Fig. 7. Functional consequences of SNCA mutations in human mDA neurons.

a The normalised basal mitochondrial footprint measurement plotted out in control, A53T, and SNCA x3 >day 62 old neurons (*P < 0.05, **P < 0.005, one-way ANOVA). b The normalised basal number of lysosomes per cell in controls, A53T and SNCA x3 >day 62 old neurons (*P < 0.05, **P < 0.005, one-way ANOVA). c The normalised percentage of cell death in control, A53T, and SNCA x3 >day 62 old neurons (**P < 0.005, ****P < 0.0001 one-way ANOVA). d Representative bright-field images showing >day 70 neurons patched for electrophysiological recordings. Scale bar = 20 μm. e Quantification of electrophysiological recordings showing the resting membrane potential in control and A53T neurons, and control and SNCA x3 neurons (**P = 0.0068, ***P = 0.0008, Welch’s t test). f Quantification of electrophysiological recordings showing the input resistance in control and A53T neurons, and control and SNCA x3 neurons (*P < 0.05, Welch’s t test). g Quantification of the threshold for AP generation in control and A53T neurons, and control and SNCA x3 neurons (*P < 0.05, ****P < 0.0001, Welch’s t test). h Quantification of the AP amplitude in control and A53T neurons, and control and SNCA x3 neurons (**P < 0.005, ****P < 0.0001, Welch’s t test). i Quantification of the AP repolarisation rate in control and A53T neurons, and control and SNCA x3 neurons (*P < 0.05, **P < 0.005, Welch’s t test). All values are plotted as ±s.e.m. All N numbers for each experiment can be found in Supplementary Table 5.

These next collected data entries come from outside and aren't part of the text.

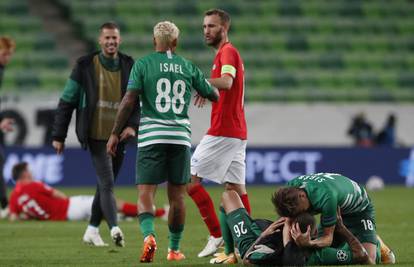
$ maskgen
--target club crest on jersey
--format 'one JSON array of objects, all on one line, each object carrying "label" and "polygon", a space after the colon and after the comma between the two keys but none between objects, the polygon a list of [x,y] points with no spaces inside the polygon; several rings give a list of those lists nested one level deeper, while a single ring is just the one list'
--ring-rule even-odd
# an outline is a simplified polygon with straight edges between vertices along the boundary
[{"label": "club crest on jersey", "polygon": [[213,65],[213,67],[211,68],[212,70],[215,70],[217,67],[216,67],[216,64],[214,64]]}]

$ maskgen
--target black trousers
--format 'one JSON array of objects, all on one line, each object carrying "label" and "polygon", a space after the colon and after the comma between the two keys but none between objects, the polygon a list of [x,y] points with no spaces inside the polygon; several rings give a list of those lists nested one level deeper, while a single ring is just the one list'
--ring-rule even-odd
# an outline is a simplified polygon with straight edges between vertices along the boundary
[{"label": "black trousers", "polygon": [[7,200],[6,182],[4,181],[3,176],[5,160],[3,147],[0,145],[0,207],[2,209],[6,208],[9,204],[9,201]]},{"label": "black trousers", "polygon": [[125,145],[120,144],[115,157],[106,153],[107,141],[89,139],[89,151],[97,175],[97,187],[92,203],[89,224],[98,227],[104,218],[111,229],[118,225],[114,184],[125,155]]}]

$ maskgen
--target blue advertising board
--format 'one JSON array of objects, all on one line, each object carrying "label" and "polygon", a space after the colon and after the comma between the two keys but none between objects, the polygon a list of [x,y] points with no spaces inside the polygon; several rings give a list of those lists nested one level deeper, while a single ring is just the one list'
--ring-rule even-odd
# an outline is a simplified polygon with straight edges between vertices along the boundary
[{"label": "blue advertising board", "polygon": [[[414,186],[414,149],[407,148],[306,148],[248,147],[246,181],[248,184],[283,184],[309,173],[341,173],[359,183],[371,176],[386,184]],[[89,152],[67,148],[56,155],[51,148],[8,147],[3,170],[11,183],[11,169],[20,161],[29,163],[35,179],[51,185],[95,185],[96,175]],[[135,184],[136,148],[129,147],[117,184]]]}]

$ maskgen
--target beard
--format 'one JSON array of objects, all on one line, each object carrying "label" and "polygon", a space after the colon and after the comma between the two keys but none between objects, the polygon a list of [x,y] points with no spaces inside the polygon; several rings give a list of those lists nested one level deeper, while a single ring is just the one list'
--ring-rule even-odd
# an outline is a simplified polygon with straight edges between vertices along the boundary
[{"label": "beard", "polygon": [[206,40],[207,45],[217,47],[220,44],[221,40],[223,40],[223,38],[221,37],[222,32],[223,32],[223,30],[220,30],[219,32],[217,32],[217,34],[214,38],[210,39],[210,41]]}]

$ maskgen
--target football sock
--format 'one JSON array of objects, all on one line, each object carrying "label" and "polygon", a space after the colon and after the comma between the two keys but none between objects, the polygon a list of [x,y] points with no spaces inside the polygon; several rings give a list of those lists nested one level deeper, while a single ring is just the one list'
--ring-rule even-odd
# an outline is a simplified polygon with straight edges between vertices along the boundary
[{"label": "football sock", "polygon": [[180,240],[182,233],[184,231],[184,225],[180,224],[177,226],[174,225],[168,225],[168,229],[170,230],[170,233],[168,235],[169,243],[168,247],[172,250],[179,250],[180,249]]},{"label": "football sock", "polygon": [[121,207],[121,212],[125,216],[135,217],[138,214],[138,206],[132,203],[125,202]]},{"label": "football sock", "polygon": [[87,231],[99,232],[99,227],[88,225]]},{"label": "football sock", "polygon": [[204,187],[201,184],[196,184],[190,189],[188,194],[194,200],[194,203],[197,205],[198,210],[201,214],[201,218],[207,225],[210,235],[214,237],[220,237],[220,223],[217,218],[217,214],[214,211],[213,201],[211,200],[211,197],[208,194],[208,192],[204,189]]},{"label": "football sock", "polygon": [[145,237],[149,235],[155,236],[154,229],[154,215],[149,212],[144,212],[138,215],[139,228],[142,235]]},{"label": "football sock", "polygon": [[250,208],[250,201],[247,194],[243,194],[240,196],[241,201],[243,202],[244,208],[247,210],[247,213],[250,215],[251,208]]},{"label": "football sock", "polygon": [[[121,212],[125,216],[135,217],[138,214],[138,206],[132,203],[124,203],[121,207]],[[161,217],[165,214],[164,208],[158,208],[155,210],[155,217]]]},{"label": "football sock", "polygon": [[234,241],[229,225],[227,224],[227,215],[223,207],[220,207],[220,227],[224,241],[224,253],[229,255],[234,252]]},{"label": "football sock", "polygon": [[155,209],[155,217],[162,217],[165,214],[165,209],[163,208],[158,208]]}]

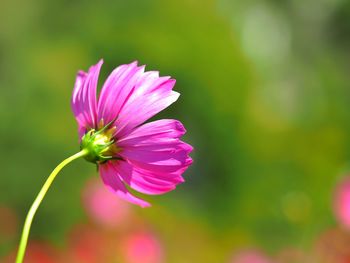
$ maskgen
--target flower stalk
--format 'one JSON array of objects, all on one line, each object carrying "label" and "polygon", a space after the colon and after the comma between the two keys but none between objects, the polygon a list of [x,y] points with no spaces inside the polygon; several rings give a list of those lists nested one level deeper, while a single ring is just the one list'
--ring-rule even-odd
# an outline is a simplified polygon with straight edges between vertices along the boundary
[{"label": "flower stalk", "polygon": [[44,183],[43,187],[41,188],[38,196],[35,198],[34,203],[29,209],[29,212],[27,214],[26,220],[24,222],[24,227],[22,231],[22,236],[21,236],[21,241],[19,243],[19,248],[17,252],[17,258],[16,258],[16,263],[22,263],[23,258],[25,255],[27,243],[28,243],[28,236],[30,232],[30,228],[33,222],[34,215],[36,211],[38,210],[42,200],[44,199],[47,191],[49,190],[52,182],[55,180],[57,174],[62,170],[63,167],[65,167],[67,164],[70,162],[80,158],[84,157],[88,154],[88,151],[86,149],[82,149],[80,152],[68,157],[64,161],[62,161],[49,175],[47,178],[46,182]]}]

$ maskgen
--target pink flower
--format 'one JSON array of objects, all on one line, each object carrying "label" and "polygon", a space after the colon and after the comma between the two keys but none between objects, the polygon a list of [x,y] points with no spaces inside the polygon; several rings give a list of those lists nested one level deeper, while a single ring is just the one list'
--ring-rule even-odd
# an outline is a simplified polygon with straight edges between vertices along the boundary
[{"label": "pink flower", "polygon": [[333,209],[339,223],[350,228],[350,177],[344,178],[337,185],[334,194]]},{"label": "pink flower", "polygon": [[144,72],[137,62],[116,68],[96,98],[101,60],[77,75],[72,109],[79,126],[81,148],[98,164],[104,184],[121,198],[147,207],[125,184],[144,194],[163,194],[184,182],[192,163],[192,147],[180,140],[186,130],[177,120],[144,124],[179,97],[175,80]]}]

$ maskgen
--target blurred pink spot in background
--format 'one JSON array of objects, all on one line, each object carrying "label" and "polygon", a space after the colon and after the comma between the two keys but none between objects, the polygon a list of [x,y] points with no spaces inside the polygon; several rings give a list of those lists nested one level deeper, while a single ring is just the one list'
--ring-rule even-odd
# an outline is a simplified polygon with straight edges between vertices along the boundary
[{"label": "blurred pink spot in background", "polygon": [[149,232],[132,233],[124,238],[122,253],[126,263],[161,263],[164,254],[159,240]]},{"label": "blurred pink spot in background", "polygon": [[90,225],[76,226],[69,235],[67,263],[107,262],[108,237]]},{"label": "blurred pink spot in background", "polygon": [[[6,257],[1,263],[15,262],[17,248]],[[58,263],[56,260],[57,252],[49,244],[38,241],[31,241],[28,244],[27,252],[24,257],[25,263]]]},{"label": "blurred pink spot in background", "polygon": [[107,228],[121,228],[132,212],[130,204],[110,192],[98,178],[87,182],[83,203],[89,217]]},{"label": "blurred pink spot in background", "polygon": [[310,253],[296,247],[283,248],[274,258],[278,263],[315,263]]},{"label": "blurred pink spot in background", "polygon": [[324,231],[315,242],[314,262],[349,263],[350,233],[344,228],[334,228]]},{"label": "blurred pink spot in background", "polygon": [[0,205],[0,246],[17,237],[18,218],[15,212]]},{"label": "blurred pink spot in background", "polygon": [[230,263],[273,263],[263,252],[255,249],[236,253]]},{"label": "blurred pink spot in background", "polygon": [[345,177],[336,186],[333,209],[338,222],[350,228],[350,176]]}]

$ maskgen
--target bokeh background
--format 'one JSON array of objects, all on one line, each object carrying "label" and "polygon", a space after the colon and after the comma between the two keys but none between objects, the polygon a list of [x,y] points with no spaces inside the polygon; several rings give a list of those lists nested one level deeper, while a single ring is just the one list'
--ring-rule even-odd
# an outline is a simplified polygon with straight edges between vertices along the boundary
[{"label": "bokeh background", "polygon": [[79,149],[75,74],[100,58],[100,85],[134,60],[176,78],[182,95],[156,118],[184,123],[194,164],[141,209],[76,161],[38,211],[26,262],[349,262],[349,3],[1,1],[0,262]]}]

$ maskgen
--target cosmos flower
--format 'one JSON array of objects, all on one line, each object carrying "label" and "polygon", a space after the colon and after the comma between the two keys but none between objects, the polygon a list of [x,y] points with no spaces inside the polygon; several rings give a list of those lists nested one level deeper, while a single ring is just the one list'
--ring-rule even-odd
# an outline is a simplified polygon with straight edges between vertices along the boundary
[{"label": "cosmos flower", "polygon": [[179,97],[175,80],[144,71],[137,62],[116,68],[97,99],[103,61],[77,75],[72,109],[79,126],[85,159],[96,163],[104,184],[121,198],[141,207],[146,201],[126,187],[144,194],[163,194],[184,182],[192,163],[192,147],[180,140],[184,126],[177,120],[145,121]]}]

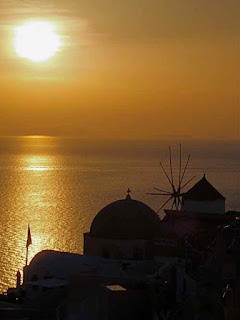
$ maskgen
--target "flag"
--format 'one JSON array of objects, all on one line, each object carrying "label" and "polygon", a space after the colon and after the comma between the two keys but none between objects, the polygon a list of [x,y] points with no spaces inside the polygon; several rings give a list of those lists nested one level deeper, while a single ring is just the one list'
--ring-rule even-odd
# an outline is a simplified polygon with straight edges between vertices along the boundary
[{"label": "flag", "polygon": [[28,224],[28,236],[27,236],[27,248],[32,244],[32,237],[31,237],[31,231],[30,231],[30,226]]}]

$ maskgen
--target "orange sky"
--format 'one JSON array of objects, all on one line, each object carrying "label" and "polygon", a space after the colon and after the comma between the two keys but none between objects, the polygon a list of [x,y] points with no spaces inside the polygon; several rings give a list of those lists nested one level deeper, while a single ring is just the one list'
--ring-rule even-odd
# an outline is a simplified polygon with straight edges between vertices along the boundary
[{"label": "orange sky", "polygon": [[[31,19],[47,62],[14,52]],[[238,0],[2,0],[0,47],[0,135],[239,139]]]}]

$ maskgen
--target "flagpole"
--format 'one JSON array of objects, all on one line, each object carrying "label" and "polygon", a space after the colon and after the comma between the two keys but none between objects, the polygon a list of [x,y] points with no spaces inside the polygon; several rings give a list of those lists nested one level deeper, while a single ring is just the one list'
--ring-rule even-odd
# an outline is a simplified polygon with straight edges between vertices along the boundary
[{"label": "flagpole", "polygon": [[26,266],[28,264],[28,245],[26,246]]},{"label": "flagpole", "polygon": [[28,247],[32,244],[30,225],[28,224],[27,242],[26,242],[26,266],[28,265]]}]

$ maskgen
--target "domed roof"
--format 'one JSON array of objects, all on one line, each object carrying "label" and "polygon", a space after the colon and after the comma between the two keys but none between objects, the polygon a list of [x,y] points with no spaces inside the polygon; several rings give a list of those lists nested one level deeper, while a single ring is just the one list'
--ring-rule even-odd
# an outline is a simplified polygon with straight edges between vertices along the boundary
[{"label": "domed roof", "polygon": [[110,203],[96,215],[90,234],[111,239],[149,239],[154,237],[159,223],[155,211],[128,194],[126,199]]}]

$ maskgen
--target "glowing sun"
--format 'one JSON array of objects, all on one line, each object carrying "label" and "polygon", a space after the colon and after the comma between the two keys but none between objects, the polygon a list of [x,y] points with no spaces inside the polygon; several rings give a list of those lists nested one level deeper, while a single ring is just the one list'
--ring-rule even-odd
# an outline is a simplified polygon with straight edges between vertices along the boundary
[{"label": "glowing sun", "polygon": [[60,46],[60,37],[50,22],[28,22],[15,29],[14,47],[19,57],[34,62],[46,61]]}]

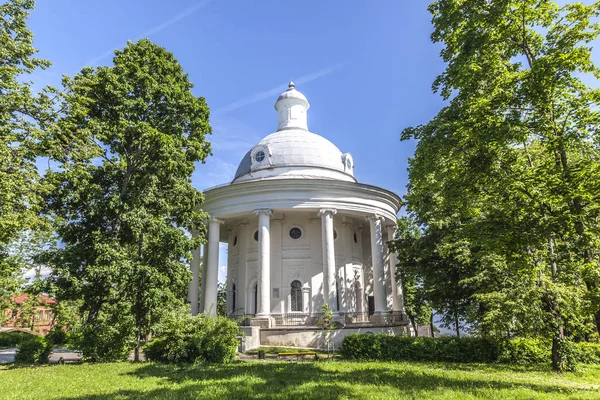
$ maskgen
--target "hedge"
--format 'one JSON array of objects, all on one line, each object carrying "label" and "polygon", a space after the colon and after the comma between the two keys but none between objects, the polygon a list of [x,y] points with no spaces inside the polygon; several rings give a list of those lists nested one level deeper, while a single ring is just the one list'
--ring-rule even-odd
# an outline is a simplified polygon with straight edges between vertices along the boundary
[{"label": "hedge", "polygon": [[[583,364],[600,363],[600,343],[573,343],[575,360]],[[547,363],[551,343],[541,339],[520,338],[497,341],[489,338],[428,338],[388,335],[349,335],[340,353],[351,360],[500,362],[515,365]]]},{"label": "hedge", "polygon": [[0,332],[0,347],[18,347],[31,334],[21,332]]},{"label": "hedge", "polygon": [[425,338],[349,335],[341,343],[344,358],[381,361],[494,362],[498,345],[484,338]]}]

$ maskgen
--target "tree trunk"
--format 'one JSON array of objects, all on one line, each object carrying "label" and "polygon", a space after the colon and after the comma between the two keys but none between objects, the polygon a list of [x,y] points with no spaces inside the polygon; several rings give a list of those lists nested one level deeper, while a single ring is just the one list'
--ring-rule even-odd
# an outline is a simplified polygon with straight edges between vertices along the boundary
[{"label": "tree trunk", "polygon": [[431,337],[435,337],[435,330],[433,329],[433,311],[429,317],[429,330],[431,331]]},{"label": "tree trunk", "polygon": [[136,335],[135,350],[133,351],[133,361],[140,361],[140,335]]},{"label": "tree trunk", "polygon": [[410,324],[413,327],[413,331],[415,331],[415,336],[419,336],[419,329],[417,327],[417,323],[414,318],[410,318]]},{"label": "tree trunk", "polygon": [[456,329],[456,337],[460,337],[460,324],[458,320],[458,311],[454,313],[454,327]]}]

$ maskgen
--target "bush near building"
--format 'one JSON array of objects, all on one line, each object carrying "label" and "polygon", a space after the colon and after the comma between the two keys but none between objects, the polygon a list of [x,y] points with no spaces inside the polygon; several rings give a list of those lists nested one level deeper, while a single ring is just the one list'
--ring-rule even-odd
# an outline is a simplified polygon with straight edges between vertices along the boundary
[{"label": "bush near building", "polygon": [[165,316],[144,347],[151,361],[226,363],[236,356],[239,326],[226,317],[172,312]]},{"label": "bush near building", "polygon": [[[600,363],[600,343],[572,343],[574,361]],[[552,344],[535,338],[427,338],[388,335],[349,335],[340,346],[344,358],[378,361],[485,362],[513,365],[550,362]]]}]

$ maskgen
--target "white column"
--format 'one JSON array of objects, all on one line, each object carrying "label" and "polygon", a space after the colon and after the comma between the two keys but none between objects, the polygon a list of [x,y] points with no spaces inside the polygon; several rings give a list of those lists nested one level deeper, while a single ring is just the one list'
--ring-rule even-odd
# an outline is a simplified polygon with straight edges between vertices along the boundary
[{"label": "white column", "polygon": [[[394,240],[396,237],[396,225],[388,225],[388,240]],[[392,298],[394,300],[393,311],[403,311],[404,299],[402,293],[402,282],[396,278],[396,264],[398,264],[398,255],[395,251],[390,252],[390,278],[392,281]]]},{"label": "white column", "polygon": [[233,312],[233,277],[231,276],[231,257],[233,250],[233,237],[235,234],[231,228],[227,229],[227,276],[225,280],[225,290],[226,290],[226,310],[227,314],[231,314]]},{"label": "white column", "polygon": [[204,299],[206,299],[206,270],[208,269],[208,244],[202,245],[202,283],[200,285],[200,301],[198,313],[204,312]]},{"label": "white column", "polygon": [[319,211],[321,217],[321,240],[323,241],[323,295],[325,304],[337,312],[337,291],[335,281],[335,248],[333,244],[333,216],[335,209]]},{"label": "white column", "polygon": [[271,210],[259,209],[258,215],[258,310],[256,317],[271,314],[271,235],[269,232]]},{"label": "white column", "polygon": [[352,260],[353,245],[354,245],[354,229],[352,222],[342,222],[344,227],[342,238],[344,239],[344,267],[340,268],[341,276],[343,277],[342,285],[343,288],[342,298],[340,299],[340,305],[342,309],[340,311],[356,311],[356,302],[354,300],[354,263]]},{"label": "white column", "polygon": [[385,314],[387,302],[385,298],[385,282],[383,273],[383,233],[381,232],[381,217],[367,217],[371,225],[371,260],[373,262],[373,295],[375,296],[375,313]]},{"label": "white column", "polygon": [[208,262],[204,272],[204,312],[217,315],[217,284],[219,278],[219,235],[223,221],[212,218],[208,223]]},{"label": "white column", "polygon": [[192,280],[188,288],[188,300],[190,302],[190,312],[192,315],[198,314],[198,290],[200,289],[200,247],[192,250]]},{"label": "white column", "polygon": [[248,223],[242,222],[238,226],[238,246],[240,246],[239,251],[239,282],[238,282],[238,293],[236,296],[236,305],[237,310],[234,310],[236,313],[248,314],[249,310],[246,308],[246,287],[248,286]]}]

Fig. 8. Cellular phenotypes sequentially appear in mDA neurons.

A schematic illustration showing temporal sequence of cellular phenotypes in the human PD model. The earliest abnormality is the accumulation of small aggregates with a specific beta-sheet conformation (at day 27 of differentiation). This is followed by another early phenotype which is impaired calcium signalling by day 34 of differentiation. When mDA neurons spend longer in culture, only after day 48, mitochondrial dysfunction, oxidative stress, and lysosomal dysfunction appear as late phenotypes, as well as, upregulated autophagy, impaired excitability and cell death.